Nuestro modelo educativo desconfía de sus profes. Realizan su labor docente centralizados, rígidos y cargados de tareas administrativas que no reconocen la experiencia en el aula y el territorio, ahogan la creatividad y limitan su autonomía.
Cada hora dedicada a una tarea administrativa es una hora que se resta a la preparación de clases innovadoras, a la atención personalizada de los estudiantes, o a la formación continua, aspectos cruciales para el éxito educativo.

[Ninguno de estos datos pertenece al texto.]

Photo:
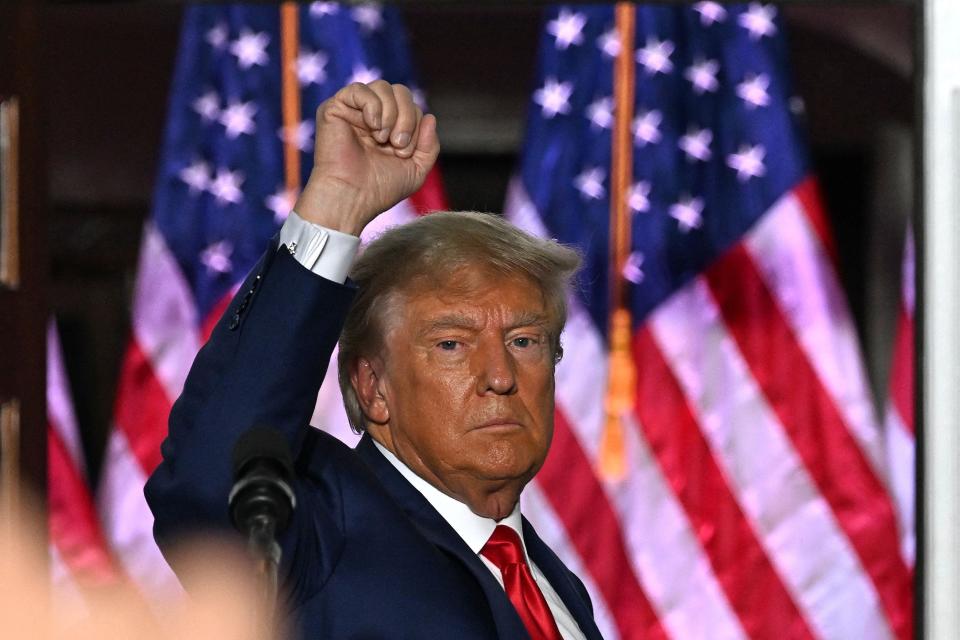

La centralización educativa es un fenómeno que se ha ido intensificando en los últimos años. Desde políticas curriculares hasta la gestión de cada aspecto de la vida escolar, las decisiones se toman en el Ministerio de Educación, dejando profesoras y profesores como meros ejecutores de directrices ajenas a la realidad de cada territorio y aula.
Hay muchos que equivocadamente sostienen que sólo mediante un sistema centralizado y minuciosamente regulado se pueden garantizar los contenidos y la calidad educativa. Este modelo no reconoce que los profesores son los actores mejor preparados para identificar lo que necesitan sus estudiantes, así como lo que funciona y lo que no en el aula.
En lugar de confiar en ellos como profesionales que conocen las necesidades específicas de sus estudiantes, sus familias y su entorno, se les impone un marco que no permite espacio para adaptarse a las particularidades de cada comunidad educativa, limitando así su capacidad de innovación y coartando el potencial creativo de la enseñanza.
La carga y las rigideces son abrumadoras, con el consecuente impacto en la salud mental; quizás por ello no se tienen estadísticas de ausentismo laboral y licencias médicas a pesar de tener la tecnología disponible para conocerlas. Aunque sigan asistiendo regularmente a sus establecimientos, muchos pierden la motivación y la pasión por enseñar, afectando negativamente la calidad educativa, y se alejan tempranamente de la práctica docente.
Nuestro currículo es demasiado rígido y se convierte en una actividad monótona y desvinculada de los intereses personales de estudiantes, impactando en una menor motivación y participación en el aula. Deja poco margen para el desarrollo de habilidades socioemocionales o competencias esenciales, como la creatividad, el pensamiento crítico, la colaboración y la resolución de problemas, habilidades fundamentales para el siglo XXI.
Cuando las y los estudiantes perciben que lo que aprenden es significativo y relevante para sus vidas, los resultados son mejores en todos los ámbitos de la educación; disminuye el ausentismo y los abandonos, mejorará la convivencia, la comprensión de lectura y el desarrollo de habilidades de pensamiento matemático y demás materias del conocimiento.
Flexibilizar el currículo y disminuir la carga administrativa no es lo único necesario para mejorar la calidad. La clave está en desregular el sistema para desatar el potencial creativo de las unidades educativas y de cada uno de sus profesionales, liberándolos de la camisa de fuerza dentro de la cual realizan su labor docente, atreviéndonos a volver a confiar en los profes.